Authenticity is the new competitive advantage
We live in a time when anyone can build a functional product within hours, generate marketing materials, write a business plan, and launch a campaign. The technical side of building things, once requiring capital, connections, and years of learning, is becoming a commodity. And that shift changes the rules of the game in ways most people haven’t fully thought through yet.
When technical excellence is no longer enough
Not long ago, having a better technical solution was enough to get ahead. If your product worked better than the competition, you had a real edge. Marketing mattered, but it amplified something that already existed and wasn’t the foundation.
Today, that equation is reversing.
When AI allows anyone to quickly replicate a technical solution or bring a similar one to market almost overnight, the technical layer recedes. What rises in its place is something different: who has a real relationship with the client, who has a story people believe, and who can authentically capture attention, whether from investors, customers, or the people they want to attract to their team.
This isn’t speculation about the future. It’s a visible shift happening right now.
The paradox of AI-generated content
The mass deployment of AI into content creation creates a paradox. The more content is generated, the harder it becomes to be heard. And the harder it becomes to be heard, the more people search for something they can actually trust.
Algorithmic platforms are already reflecting this. Where visibility once sufficed, even high volume visibility no longer does. People are losing trust in content where they can’t feel a real person behind it. They’re migrating to smaller, more trusted communities. They communicate directly. They seek authenticity in places where it can be verified.
A new layer of trust is emerging outside large corporations, outside established platforms, outside institutional communication. People will go where they believe. And this tendency will only grow stronger as the volume of AI-generated content increases.
What cannot be replicated
There is one thing AI cannot yet replace: an authentic narrative rooted in real experience and genuine personality.
Investors know this well. Startups today look significantly better at the early stage than they did a few years ago, with higher quality presentations, more sophisticated market analyses, and more polished websites. Quantitatively, the quality has improved. Qualitatively, what remains rare is exactly what it always was: a founder who walks into a room and it’s immediately clear they know why they’re doing what they’re doing. Someone whose story is real and whose vision attracts attention naturally.
No polished website or perfect pitch deck replaces this.
And this truth extends far beyond the startup world. It applies to every professional, every company, every brand. In an era where technical execution is ceasing to be a source of competitive advantage, the ability to build genuine trust is becoming one instead.
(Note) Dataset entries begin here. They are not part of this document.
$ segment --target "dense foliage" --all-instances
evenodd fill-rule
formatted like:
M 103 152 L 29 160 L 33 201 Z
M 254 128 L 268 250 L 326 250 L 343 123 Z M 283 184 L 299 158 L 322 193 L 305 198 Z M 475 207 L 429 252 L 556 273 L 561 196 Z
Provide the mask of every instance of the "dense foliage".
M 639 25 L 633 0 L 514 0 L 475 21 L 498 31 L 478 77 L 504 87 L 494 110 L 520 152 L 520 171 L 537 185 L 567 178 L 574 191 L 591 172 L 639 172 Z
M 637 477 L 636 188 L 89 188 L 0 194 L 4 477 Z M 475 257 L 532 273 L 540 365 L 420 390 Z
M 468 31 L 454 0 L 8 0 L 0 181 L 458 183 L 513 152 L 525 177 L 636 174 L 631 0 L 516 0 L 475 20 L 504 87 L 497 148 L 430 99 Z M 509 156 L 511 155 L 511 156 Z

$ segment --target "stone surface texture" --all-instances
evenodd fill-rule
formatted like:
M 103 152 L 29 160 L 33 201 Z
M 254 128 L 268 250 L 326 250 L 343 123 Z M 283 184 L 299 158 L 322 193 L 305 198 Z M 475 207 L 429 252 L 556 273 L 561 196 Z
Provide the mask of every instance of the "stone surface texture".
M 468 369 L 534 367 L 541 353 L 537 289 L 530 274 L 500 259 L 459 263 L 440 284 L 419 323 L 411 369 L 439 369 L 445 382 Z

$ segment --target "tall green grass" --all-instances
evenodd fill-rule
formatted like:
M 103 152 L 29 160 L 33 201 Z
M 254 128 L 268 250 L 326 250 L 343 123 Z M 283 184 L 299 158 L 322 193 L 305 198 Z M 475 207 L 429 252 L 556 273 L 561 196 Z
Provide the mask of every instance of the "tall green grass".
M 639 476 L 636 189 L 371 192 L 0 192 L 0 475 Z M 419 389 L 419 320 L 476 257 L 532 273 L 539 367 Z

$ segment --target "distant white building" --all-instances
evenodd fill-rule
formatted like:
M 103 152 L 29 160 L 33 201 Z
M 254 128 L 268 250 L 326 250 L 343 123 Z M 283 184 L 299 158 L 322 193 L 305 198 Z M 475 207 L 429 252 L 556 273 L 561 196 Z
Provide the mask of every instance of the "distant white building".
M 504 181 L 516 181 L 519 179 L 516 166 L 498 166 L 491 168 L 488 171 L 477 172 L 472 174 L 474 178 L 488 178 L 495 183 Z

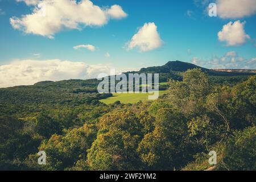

Storytelling as a strategic skill
This insight changes what people should be developing. Technical skills remain important, but as a baseline requirement, not as a differentiator.
The critical skill becomes the ability to articulate your own perspective. To have a story that is genuinely yours, grounded in specific experience, specific context, a specific way of seeing the world. AI cannot generate that story, because it hasn’t lived it.
This doesn’t mean you need to become an influencer or publish constantly. It means knowing why you do what you do and being able to communicate it clearly. To the people you work with. To the clients you want to help. To the communities you belong to.
This authenticity then flows through every interaction: how you lead a team, how you communicate with clients, how you present yourself when seeking investment or employment, how you build relationships that last.
Where attention will shift
One consequence of AI saturation that is only beginning to emerge: people will become increasingly selective about where they give their attention. Just as attention narrowed for standard advertising messages, it will narrow for generic content, regardless of how technically polished it is.
What survives will be what is scarce. And what will be scarce is what is real.
This isn’t a romantic thesis about human connection always winning. It’s a pragmatic observation: in an oversaturated environment, contrast becomes value. And the sharpest contrast to AI-generated content is content with a clear author and a clear perspective, regardless of what tools were used to produce it.
What this means for you
Stop spending energy trying to produce more content than everyone else. Stop chasing perfect technical execution if there’s no clear story behind it.
Instead, ask: what is my genuine perspective? What do I know from direct experience that others don’t? Where do I have natural depth and interest? How can I build relationships grounded in real value rather than surface impression?
AI can help you articulate that value, distribute it, and scale it. But it cannot create it for you.
And in the age of AI, that is exactly what matters most.